Gartner’s most recent IT Key Metrics Data tell a different story. In this analysis of 22 different industries, government (both federal and state and local) fell right in the middle of the pack with regards to percentage of IT budgets allocated to running, growing and transforming IT. This makes it unfair to criticize government IT managers as a particularly profligate and uneconomical lot. It also weakens the implicit underlying correlation -- that heavy reliance on older technology translates to government’s excessive waste.
Technology industry leaders are collaborating to bring greater cost efficiency to mainframe workloads, helping organizations accommodate significant growth in computing loads while eliminating unnecessary overconsumption of resources and keeping costs in check. In addition, studies have shown that mainframe-dependent organizations actually prove to be more cost efficient in the long run than organizations using large, distributed, commodity server-based infrastructures.

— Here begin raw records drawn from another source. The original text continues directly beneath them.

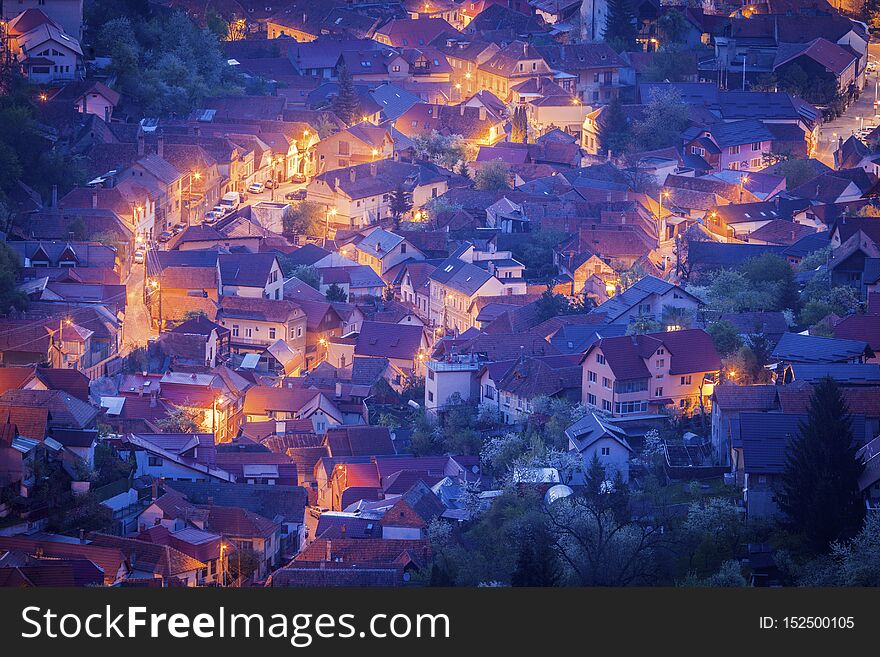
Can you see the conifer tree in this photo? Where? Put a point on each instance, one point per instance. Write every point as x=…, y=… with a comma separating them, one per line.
x=820, y=483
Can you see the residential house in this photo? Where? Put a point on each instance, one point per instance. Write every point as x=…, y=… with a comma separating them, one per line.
x=254, y=275
x=641, y=374
x=594, y=438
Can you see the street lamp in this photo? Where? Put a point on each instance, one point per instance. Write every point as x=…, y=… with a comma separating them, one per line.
x=330, y=213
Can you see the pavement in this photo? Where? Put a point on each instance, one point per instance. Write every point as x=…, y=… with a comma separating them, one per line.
x=858, y=115
x=137, y=320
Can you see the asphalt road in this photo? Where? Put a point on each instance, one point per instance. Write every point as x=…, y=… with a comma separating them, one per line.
x=859, y=114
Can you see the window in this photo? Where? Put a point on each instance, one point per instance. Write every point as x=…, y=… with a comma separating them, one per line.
x=625, y=408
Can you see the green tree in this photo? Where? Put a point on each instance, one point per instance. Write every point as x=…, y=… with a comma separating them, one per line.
x=673, y=26
x=493, y=176
x=346, y=104
x=614, y=130
x=536, y=563
x=725, y=336
x=10, y=298
x=400, y=203
x=620, y=25
x=519, y=128
x=179, y=420
x=305, y=218
x=336, y=293
x=820, y=485
x=665, y=116
x=643, y=324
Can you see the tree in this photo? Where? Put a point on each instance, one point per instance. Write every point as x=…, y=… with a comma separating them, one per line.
x=308, y=275
x=851, y=563
x=400, y=203
x=179, y=420
x=795, y=171
x=9, y=297
x=673, y=26
x=614, y=131
x=676, y=319
x=820, y=484
x=305, y=218
x=725, y=336
x=620, y=25
x=346, y=104
x=536, y=563
x=665, y=116
x=519, y=126
x=336, y=293
x=643, y=324
x=492, y=176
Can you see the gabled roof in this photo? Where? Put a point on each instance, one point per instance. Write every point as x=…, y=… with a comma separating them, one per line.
x=400, y=341
x=815, y=349
x=590, y=428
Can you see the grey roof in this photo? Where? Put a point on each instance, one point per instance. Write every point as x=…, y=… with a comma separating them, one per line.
x=394, y=101
x=379, y=242
x=815, y=349
x=591, y=428
x=269, y=501
x=739, y=132
x=625, y=301
x=765, y=438
x=367, y=371
x=248, y=269
x=844, y=373
x=462, y=276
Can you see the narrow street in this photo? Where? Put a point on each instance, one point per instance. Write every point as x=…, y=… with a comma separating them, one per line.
x=137, y=319
x=859, y=114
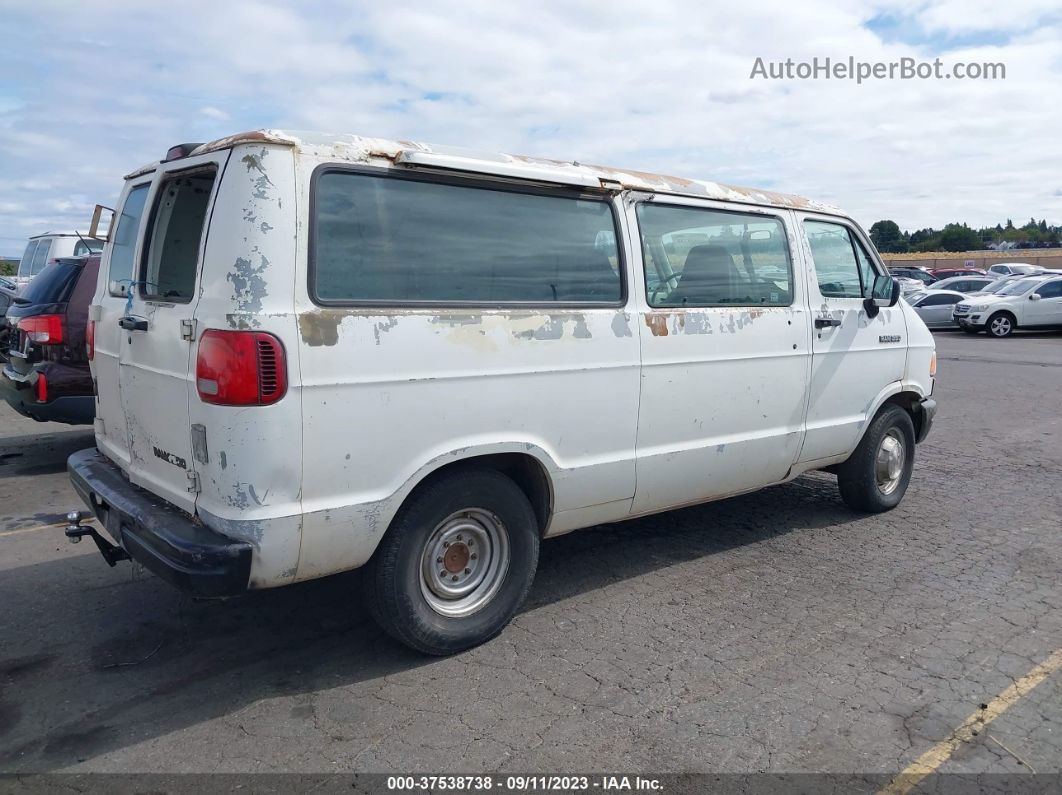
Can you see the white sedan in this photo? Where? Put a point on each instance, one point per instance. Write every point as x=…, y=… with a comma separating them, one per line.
x=935, y=307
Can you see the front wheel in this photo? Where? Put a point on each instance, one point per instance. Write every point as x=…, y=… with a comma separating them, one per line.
x=1000, y=325
x=875, y=478
x=456, y=564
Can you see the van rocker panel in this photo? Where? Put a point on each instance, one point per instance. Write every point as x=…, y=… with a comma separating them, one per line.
x=154, y=533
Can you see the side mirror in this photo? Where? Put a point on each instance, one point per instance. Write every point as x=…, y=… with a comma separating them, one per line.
x=93, y=229
x=885, y=292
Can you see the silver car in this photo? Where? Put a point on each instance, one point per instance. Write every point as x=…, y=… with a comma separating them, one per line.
x=935, y=307
x=963, y=283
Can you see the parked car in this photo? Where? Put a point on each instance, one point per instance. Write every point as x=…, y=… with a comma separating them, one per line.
x=1033, y=301
x=46, y=374
x=963, y=283
x=7, y=293
x=935, y=307
x=50, y=246
x=946, y=273
x=914, y=273
x=359, y=352
x=1014, y=269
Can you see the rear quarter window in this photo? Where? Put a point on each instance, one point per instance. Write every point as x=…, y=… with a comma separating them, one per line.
x=53, y=284
x=391, y=240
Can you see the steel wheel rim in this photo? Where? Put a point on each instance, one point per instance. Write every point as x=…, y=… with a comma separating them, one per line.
x=464, y=563
x=889, y=462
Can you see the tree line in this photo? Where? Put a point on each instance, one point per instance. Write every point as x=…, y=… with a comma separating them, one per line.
x=888, y=238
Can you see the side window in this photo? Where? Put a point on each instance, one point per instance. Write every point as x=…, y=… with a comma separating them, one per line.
x=26, y=264
x=1050, y=290
x=700, y=257
x=843, y=268
x=87, y=246
x=123, y=241
x=387, y=239
x=171, y=259
x=40, y=256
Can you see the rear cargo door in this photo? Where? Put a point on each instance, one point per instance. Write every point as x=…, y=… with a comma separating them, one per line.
x=157, y=327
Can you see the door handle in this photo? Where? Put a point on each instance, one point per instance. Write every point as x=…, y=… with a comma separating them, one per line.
x=133, y=324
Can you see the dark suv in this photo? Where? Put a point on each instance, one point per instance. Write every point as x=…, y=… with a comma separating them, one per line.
x=45, y=369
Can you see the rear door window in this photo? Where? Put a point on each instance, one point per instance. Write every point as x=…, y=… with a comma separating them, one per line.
x=703, y=257
x=392, y=240
x=27, y=262
x=843, y=268
x=1050, y=290
x=123, y=244
x=171, y=259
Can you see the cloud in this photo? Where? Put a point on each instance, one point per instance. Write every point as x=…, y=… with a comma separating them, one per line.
x=662, y=86
x=215, y=113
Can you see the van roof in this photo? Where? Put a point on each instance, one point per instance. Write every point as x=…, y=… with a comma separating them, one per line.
x=70, y=234
x=343, y=147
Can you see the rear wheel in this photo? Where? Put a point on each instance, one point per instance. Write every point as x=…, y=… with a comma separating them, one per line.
x=456, y=564
x=875, y=478
x=1000, y=324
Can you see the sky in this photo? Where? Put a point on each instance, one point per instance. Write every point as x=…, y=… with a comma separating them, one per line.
x=92, y=89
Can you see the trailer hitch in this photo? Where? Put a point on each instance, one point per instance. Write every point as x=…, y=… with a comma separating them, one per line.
x=74, y=531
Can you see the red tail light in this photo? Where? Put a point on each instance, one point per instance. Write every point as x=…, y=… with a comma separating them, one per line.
x=46, y=329
x=240, y=368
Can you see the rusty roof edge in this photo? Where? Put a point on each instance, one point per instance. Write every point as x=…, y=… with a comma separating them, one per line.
x=365, y=148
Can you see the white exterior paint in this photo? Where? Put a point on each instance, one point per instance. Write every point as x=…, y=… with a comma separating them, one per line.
x=621, y=418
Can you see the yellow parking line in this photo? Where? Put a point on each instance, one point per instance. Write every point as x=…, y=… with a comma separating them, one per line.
x=969, y=729
x=20, y=531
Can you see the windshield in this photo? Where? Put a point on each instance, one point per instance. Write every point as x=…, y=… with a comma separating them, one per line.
x=53, y=284
x=1022, y=286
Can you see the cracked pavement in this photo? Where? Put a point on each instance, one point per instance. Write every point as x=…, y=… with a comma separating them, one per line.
x=774, y=632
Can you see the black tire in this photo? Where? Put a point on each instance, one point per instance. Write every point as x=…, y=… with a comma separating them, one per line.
x=1003, y=329
x=857, y=477
x=395, y=586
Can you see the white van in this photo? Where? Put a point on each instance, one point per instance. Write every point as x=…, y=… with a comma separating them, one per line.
x=320, y=352
x=49, y=247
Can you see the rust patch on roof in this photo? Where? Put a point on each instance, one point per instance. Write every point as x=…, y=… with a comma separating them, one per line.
x=320, y=327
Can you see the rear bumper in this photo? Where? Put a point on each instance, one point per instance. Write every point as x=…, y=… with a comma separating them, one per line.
x=168, y=541
x=928, y=409
x=19, y=392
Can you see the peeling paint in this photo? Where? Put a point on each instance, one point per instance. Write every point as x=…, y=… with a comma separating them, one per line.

Myth #4: Mainframe talent is quickly evaporating
It’s true that the largest mainframe talent pool, the baby boomers, are retiring. But this doesn’t mean it’s time to rip and replace these systems. Rather, mainframe environments simply need to be modernized, making it easier for any developer to work with COBOL -- a language easy for developers to add to their programming repertoire. Examples include replacing the antiquated green-screen development environment with a modern, familiar integrated development environment, as well as leveraging Java-like tools and technologies that make updating and maintaining COBOL applications easier and less risky for newer developers.
Mobile applications are often multiplatform in nature, spanning several systems before ultimately landing on a mainframe. Developers working on these applications increasingly must be able to toggle seamlessly across them. Providing government technologists with a multiplatform DevOps environment will enable them to quickly and accurately complete modifications, truly understand the mechanics of how their systems work and ultimately reduce if not eliminate technical debt. In fact, removing unnecessary obstacles around the mainframe will likely get developers excited about the prospect of working on some of the government’s most critical digital initiatives.

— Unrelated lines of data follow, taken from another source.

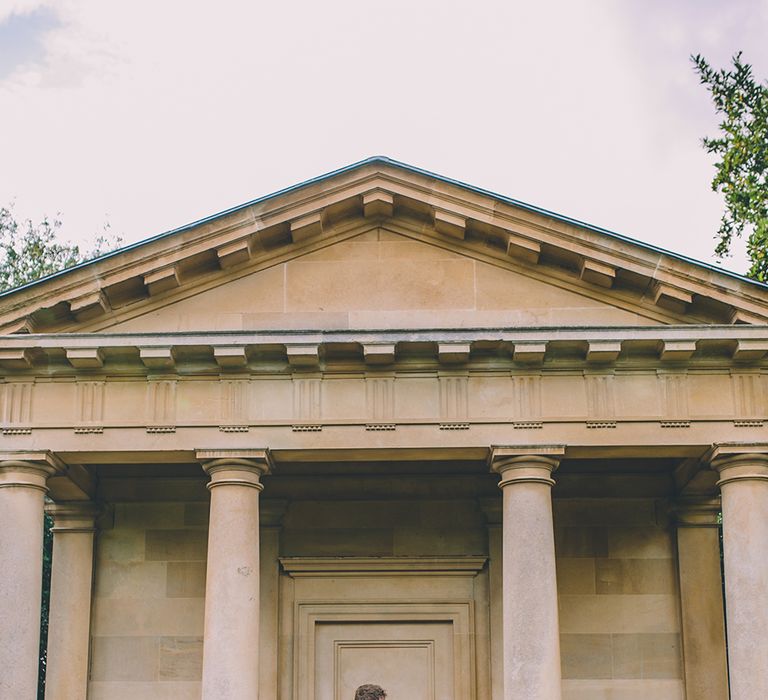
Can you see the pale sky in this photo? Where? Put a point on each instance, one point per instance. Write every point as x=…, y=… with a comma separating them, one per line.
x=151, y=114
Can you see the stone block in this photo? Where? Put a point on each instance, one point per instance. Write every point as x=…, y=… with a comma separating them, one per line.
x=598, y=614
x=622, y=690
x=336, y=543
x=130, y=579
x=576, y=575
x=605, y=512
x=176, y=545
x=124, y=658
x=640, y=543
x=149, y=515
x=156, y=617
x=633, y=576
x=196, y=514
x=105, y=690
x=581, y=542
x=365, y=515
x=121, y=545
x=657, y=656
x=180, y=659
x=586, y=656
x=439, y=542
x=185, y=579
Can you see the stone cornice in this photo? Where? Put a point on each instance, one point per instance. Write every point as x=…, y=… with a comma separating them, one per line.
x=590, y=347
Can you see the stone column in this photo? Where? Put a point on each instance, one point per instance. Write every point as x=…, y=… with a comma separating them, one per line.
x=69, y=623
x=232, y=597
x=743, y=484
x=23, y=478
x=701, y=599
x=531, y=635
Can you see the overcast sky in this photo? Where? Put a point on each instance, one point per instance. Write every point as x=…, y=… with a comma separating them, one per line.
x=150, y=114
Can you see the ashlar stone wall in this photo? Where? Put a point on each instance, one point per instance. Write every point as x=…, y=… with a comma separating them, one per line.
x=147, y=629
x=619, y=600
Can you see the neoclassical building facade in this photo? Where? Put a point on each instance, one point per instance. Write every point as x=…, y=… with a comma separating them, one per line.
x=384, y=427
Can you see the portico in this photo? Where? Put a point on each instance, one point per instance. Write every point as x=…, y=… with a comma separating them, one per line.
x=386, y=428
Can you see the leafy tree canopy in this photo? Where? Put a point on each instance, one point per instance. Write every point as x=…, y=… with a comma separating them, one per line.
x=29, y=251
x=742, y=149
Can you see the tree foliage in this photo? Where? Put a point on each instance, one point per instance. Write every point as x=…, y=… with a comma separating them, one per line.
x=742, y=147
x=29, y=251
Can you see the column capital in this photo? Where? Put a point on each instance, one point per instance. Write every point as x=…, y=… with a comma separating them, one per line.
x=73, y=516
x=235, y=467
x=29, y=469
x=696, y=512
x=739, y=461
x=526, y=463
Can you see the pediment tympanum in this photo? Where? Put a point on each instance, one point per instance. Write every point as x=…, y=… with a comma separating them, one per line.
x=381, y=244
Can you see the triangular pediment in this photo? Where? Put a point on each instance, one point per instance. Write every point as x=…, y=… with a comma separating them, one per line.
x=381, y=279
x=382, y=245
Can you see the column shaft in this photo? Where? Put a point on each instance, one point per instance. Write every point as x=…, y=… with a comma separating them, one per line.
x=70, y=607
x=22, y=492
x=530, y=619
x=744, y=487
x=232, y=597
x=701, y=600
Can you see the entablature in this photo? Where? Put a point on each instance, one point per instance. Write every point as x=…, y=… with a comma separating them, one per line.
x=270, y=352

Myth #5: Choosing to stick with the mainframe means we forgo the benefits of the cloud
The cloud offers many benefits, including instant scalability, cost-efficiency and flexibility. Contrary to popular belief, the decision to stay on the mainframe does not mean an organization has to forgo these benefits. Instead, there’s an opportunity to combine the greatest attributes of both platforms. The key is understanding which types of applications are best suited to each environment. Generally, any mission-critical application serving as the lifeblood of an enterprise should stay on-premise on the mainframe, while other less critical applications like human resources and email can benefit from the cost efficiencies of shared cloud resources.
Imagine never having to enter a motor vehicles department to renew a license ever again. Services like this are at the heart of the citizen-first vision, and modernization through the MGT Act and other initiatives will indeed be critical to getting there. But a citizen-first mission also means being the best possible stewards of taxpayer resources, which means we must not apply blanket generalizations to all technologies.
The mainframe is one prime example, representing huge investments and whose unrivaled security, reliability and computing power can – and should – continue to be harnessed. Just because the mainframe is old, does not mean it has outlived its utility. With better understanding and a fair dose of modernization, the mainframe will fulfill a unique, indispensable role in citizen-first IT service delivery.